Zimmer Biomet sent an urgent recall letter to hospitals and surgeons concerning its legacy Biomet products Sept. 25.
Six things to know:
1. The company said it is conducting voluntary field safety corrective action following concerns about an unnamed supplier that performs cleaning operations on Zimmer's products.
2. The letter states that the supplier received an FDA warning letter earlier this year after the products were "subject to cleaning processes that could result in elevated levels of bacterial endotoxin and residual debris remaining on the devices."
3. The supplier has been involved in the cleaning process of Zimmer products since March 2018.
4. The recall listed several products from Zimmer's extremities, hip, knee and trauma lines.

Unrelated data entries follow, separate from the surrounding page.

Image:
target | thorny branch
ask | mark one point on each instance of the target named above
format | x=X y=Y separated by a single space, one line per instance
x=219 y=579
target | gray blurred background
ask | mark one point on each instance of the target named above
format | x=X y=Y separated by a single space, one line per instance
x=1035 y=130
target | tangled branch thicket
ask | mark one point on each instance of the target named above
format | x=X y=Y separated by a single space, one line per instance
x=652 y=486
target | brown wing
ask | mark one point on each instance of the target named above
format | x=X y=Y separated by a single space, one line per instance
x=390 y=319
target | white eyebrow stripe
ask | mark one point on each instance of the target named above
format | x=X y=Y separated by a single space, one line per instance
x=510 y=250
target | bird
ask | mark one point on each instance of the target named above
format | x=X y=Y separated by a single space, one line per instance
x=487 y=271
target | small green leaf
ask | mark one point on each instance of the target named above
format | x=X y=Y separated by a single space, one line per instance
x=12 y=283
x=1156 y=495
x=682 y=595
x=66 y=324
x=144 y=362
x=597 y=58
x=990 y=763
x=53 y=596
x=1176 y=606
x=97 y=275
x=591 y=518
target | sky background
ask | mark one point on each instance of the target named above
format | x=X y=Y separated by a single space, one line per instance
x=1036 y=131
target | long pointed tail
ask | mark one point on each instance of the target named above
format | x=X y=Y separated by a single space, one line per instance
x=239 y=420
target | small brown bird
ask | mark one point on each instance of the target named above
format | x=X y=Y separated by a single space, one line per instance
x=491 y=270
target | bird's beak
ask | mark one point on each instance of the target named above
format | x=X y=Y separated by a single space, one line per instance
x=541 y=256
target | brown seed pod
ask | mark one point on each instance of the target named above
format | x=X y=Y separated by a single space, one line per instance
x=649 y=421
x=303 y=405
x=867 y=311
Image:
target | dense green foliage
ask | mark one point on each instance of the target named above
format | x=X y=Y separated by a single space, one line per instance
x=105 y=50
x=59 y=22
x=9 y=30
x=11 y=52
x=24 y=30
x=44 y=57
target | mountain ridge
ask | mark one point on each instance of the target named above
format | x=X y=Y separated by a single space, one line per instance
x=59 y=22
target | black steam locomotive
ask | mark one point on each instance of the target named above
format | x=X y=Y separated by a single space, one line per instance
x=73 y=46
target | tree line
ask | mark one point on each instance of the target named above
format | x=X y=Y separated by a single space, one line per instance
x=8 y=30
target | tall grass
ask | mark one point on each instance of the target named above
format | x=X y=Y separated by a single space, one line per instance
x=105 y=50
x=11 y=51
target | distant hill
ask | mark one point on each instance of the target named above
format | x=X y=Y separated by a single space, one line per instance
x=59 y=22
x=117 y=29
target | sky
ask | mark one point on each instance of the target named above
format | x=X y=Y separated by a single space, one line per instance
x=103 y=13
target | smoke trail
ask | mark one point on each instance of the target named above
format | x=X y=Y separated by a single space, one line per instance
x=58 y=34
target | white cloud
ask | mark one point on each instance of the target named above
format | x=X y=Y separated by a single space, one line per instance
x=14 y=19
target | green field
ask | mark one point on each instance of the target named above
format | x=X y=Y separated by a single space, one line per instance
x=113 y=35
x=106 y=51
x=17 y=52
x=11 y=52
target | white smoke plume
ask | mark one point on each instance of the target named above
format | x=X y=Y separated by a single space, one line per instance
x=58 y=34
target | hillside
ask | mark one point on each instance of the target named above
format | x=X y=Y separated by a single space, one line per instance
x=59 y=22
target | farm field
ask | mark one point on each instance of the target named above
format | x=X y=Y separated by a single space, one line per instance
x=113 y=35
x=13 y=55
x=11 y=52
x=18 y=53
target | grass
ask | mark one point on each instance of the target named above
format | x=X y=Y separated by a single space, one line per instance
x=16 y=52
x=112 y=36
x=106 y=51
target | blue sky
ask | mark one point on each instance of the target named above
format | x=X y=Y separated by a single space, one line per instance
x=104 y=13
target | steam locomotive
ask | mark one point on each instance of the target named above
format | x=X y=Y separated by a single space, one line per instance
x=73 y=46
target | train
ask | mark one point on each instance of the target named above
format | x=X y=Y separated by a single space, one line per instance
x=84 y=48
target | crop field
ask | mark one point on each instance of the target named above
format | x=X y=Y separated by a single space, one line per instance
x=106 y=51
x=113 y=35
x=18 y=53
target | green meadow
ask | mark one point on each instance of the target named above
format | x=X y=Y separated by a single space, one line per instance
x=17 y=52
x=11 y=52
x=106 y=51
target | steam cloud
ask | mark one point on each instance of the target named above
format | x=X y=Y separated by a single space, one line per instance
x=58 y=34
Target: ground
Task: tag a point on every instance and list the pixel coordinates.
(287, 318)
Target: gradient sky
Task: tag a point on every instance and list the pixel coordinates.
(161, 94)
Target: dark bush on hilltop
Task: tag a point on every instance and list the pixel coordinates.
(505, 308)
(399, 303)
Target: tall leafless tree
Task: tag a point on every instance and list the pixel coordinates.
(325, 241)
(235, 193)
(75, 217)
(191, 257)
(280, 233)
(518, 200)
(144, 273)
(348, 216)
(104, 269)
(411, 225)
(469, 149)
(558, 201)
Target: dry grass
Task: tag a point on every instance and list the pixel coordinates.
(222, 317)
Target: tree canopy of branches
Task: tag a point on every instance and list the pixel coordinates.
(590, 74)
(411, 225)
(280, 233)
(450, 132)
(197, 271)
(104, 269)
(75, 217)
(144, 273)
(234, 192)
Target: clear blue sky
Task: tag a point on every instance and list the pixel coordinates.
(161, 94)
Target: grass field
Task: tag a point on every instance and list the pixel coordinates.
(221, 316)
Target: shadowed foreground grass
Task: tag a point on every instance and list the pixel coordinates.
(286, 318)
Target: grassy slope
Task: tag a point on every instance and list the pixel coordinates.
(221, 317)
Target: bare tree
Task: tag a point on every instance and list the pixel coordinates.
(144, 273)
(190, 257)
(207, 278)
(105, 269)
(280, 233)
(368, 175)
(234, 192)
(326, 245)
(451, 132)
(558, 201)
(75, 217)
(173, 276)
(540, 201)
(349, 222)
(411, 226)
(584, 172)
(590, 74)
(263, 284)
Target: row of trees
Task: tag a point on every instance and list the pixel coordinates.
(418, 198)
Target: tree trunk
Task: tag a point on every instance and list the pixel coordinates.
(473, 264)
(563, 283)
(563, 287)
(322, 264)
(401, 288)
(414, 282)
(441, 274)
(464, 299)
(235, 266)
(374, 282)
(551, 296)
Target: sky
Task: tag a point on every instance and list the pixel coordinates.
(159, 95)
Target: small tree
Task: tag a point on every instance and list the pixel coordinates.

5. Zimmer named various health consequences that may result from use of exposure to the product tissue including adverse local tissue reaction, pain or ache, reaction to allergen or toxin and revision surgery.
6. Last month, Zimmer entered into a global license agreement with Bactiguard, an infection prevention technology company, to apply the technology to its orthopedic trauma implants.
The company provided the following comment when contacted by Becker's Oct. 2:
"Zimmer Biomet is dedicated to patient safety, and quality excellence is an integral aspect of our commitment to the patients and surgeons who rely on our products every day. We stand behind our products and will continue to take voluntary action to ensure their quality, safety and efficacy."